As we know from other historical examples, every sustained attempt to suppress divergent voices and codes and structures leads, eventually, to societal break-down and revolution. Our own present day, totalising secular culture has not been completely blind to this danger and it has attempted to address this problem by encouraging anti-codes and anti-structures to move from the public domain into the private. Taylor notes:

The private/public distinction, and the wide area of negative freedom, is the equivalent zone in these societies to the festivals of reversal in their predecessors. It is here, on our own, among friends and family, or in voluntary associations, that we can ‘drop out’, throw off our coded rules, think and feel with our whole being, and find various intense forms of community. Without this zone, life in modern society would be unlivable (ibid. 52).

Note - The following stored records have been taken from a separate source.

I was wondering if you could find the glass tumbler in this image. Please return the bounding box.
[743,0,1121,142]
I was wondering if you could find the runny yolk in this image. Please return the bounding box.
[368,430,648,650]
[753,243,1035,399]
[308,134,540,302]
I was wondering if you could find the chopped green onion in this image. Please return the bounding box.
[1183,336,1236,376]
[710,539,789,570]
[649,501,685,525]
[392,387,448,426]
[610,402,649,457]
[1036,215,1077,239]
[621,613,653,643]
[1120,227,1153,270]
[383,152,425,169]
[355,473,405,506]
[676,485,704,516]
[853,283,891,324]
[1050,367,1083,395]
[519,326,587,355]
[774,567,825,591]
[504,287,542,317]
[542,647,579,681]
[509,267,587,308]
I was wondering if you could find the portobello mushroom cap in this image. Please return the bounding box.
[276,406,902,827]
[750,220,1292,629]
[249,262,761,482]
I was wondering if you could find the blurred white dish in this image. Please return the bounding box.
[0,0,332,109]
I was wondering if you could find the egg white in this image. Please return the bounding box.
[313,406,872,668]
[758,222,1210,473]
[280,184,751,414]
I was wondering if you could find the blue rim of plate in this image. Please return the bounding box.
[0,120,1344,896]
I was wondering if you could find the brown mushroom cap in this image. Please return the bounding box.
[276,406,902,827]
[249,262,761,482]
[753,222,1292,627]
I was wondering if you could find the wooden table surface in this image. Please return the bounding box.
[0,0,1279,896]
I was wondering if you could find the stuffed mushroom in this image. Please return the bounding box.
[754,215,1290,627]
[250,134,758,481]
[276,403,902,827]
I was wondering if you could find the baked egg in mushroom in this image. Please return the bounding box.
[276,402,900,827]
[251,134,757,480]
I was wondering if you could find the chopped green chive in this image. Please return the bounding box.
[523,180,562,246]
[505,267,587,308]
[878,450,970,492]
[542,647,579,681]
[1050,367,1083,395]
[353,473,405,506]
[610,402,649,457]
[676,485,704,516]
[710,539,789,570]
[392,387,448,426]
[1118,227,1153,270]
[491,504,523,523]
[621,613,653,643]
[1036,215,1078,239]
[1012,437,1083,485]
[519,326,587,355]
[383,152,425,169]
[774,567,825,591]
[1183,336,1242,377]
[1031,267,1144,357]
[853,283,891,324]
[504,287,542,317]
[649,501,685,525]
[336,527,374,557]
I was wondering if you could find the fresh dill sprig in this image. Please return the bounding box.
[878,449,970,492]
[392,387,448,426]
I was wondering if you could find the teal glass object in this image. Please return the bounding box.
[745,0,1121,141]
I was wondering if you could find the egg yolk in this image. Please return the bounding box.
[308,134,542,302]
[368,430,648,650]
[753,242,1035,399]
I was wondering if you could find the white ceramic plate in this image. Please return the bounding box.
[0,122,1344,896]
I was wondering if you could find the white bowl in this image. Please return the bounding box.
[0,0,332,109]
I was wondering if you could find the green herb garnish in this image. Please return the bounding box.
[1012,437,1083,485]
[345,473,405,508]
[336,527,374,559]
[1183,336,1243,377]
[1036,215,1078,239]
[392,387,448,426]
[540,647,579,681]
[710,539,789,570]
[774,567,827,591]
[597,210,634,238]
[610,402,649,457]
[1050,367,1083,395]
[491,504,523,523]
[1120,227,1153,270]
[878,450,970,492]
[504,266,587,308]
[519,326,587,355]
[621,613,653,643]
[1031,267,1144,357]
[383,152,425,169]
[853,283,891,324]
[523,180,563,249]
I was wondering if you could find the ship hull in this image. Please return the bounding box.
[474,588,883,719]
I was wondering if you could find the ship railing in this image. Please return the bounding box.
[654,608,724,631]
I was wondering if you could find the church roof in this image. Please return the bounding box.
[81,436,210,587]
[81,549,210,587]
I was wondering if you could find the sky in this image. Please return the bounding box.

For at least a couple of centuries this strategy worked remarkably well but, increasingly, it seems that the dangers of this private/public distinction are revealing themselves all over the place and it is this that I wish to alert you to today. Although the modern private space for private anti-codes and anti-structures offered, and to some extent still offers, undreamed of creative and liberating possibilities it has also brought with it “hitherto unexperienced dangers of isolation and loss of meaning” — dangers the full extent of which we just didn’t see coming.

For example, it is vital to realise that it is in these very modern, private, fantasy spaces that many of the new violent religious fundamentalisms have been enabled to grow and strengthen alongside other countless and sometimes deeply problematic and destructive activities and lifestyles. These hitherto unexperienced dangers are now no longer simply playing out in the discrete, private lives of individuals but are, in important ways, beginning to spill out into the public space.

As they have developed and grown some of these neo-anti-codes and structures have come to believe that they can themselves replace, in toto, our prevailing secular codes and structures — violent fundamentalist Islam and the still burgeoning alt-Right being but two high-profile contemporary examples.

But, as I hope you can see, such neo-anti-codes and structures are not really functioning in our wider culture as genuine anti-codes and structures which are, in some way, in meaningful balance with their opposites. As Taylor notes, they are “anti-structures to end all anti-structures” and that their dreams, if carried through, will turn into a “nightmare.” This is, surely, a good reason for we moderns to be afraid, to be very afraid — a traditional Halloween theme if ever there was one.

Considered in post-theological shadowy (ghostly) fashion, Halloween helps us to see there exist terrors that are very real indeed, ones that are walking abroad in our streets in the form of some very nightmarish neo-anti-codes and anti structures that are at least as scary as anything our forebears could imagine.

But we cannot solve this problem by imagining we can roll back the clock and restore the old balance that existed between our old codes and anti-codes, structures and anti-structures. We simply cannot re-enter that pre-modern world view. So, instead, we have to find ways forward that start with an honest, critical  recognition of both the pros and cons of our present secular, scientific codes and structures.

And I point out these post-theological scary monsters out to you today, not to send you away to hide, fearfully and trembling, under some metaphorical or real bed but, instead, to encourage you as good adults charged with looking after frightened children, bravely to stand up and shine a bright light onto these same neo-anti-codes and anti-structures to help discover how and why our own secular codes and structures have helped them come into being.

At the very least I hope thinking about this will help us have a conversation about how we might go about creating a new, realistic kind of radical democracy; one which has no suppressed, hidden desire to impose on any one any kind of totalitarian world-view and which also fully understands the need for the explicit, public existence and play of all kinds of balancing moral codes and structures, anti-codes and structures. Nothing less will serve to keep the most scary monsters at bay.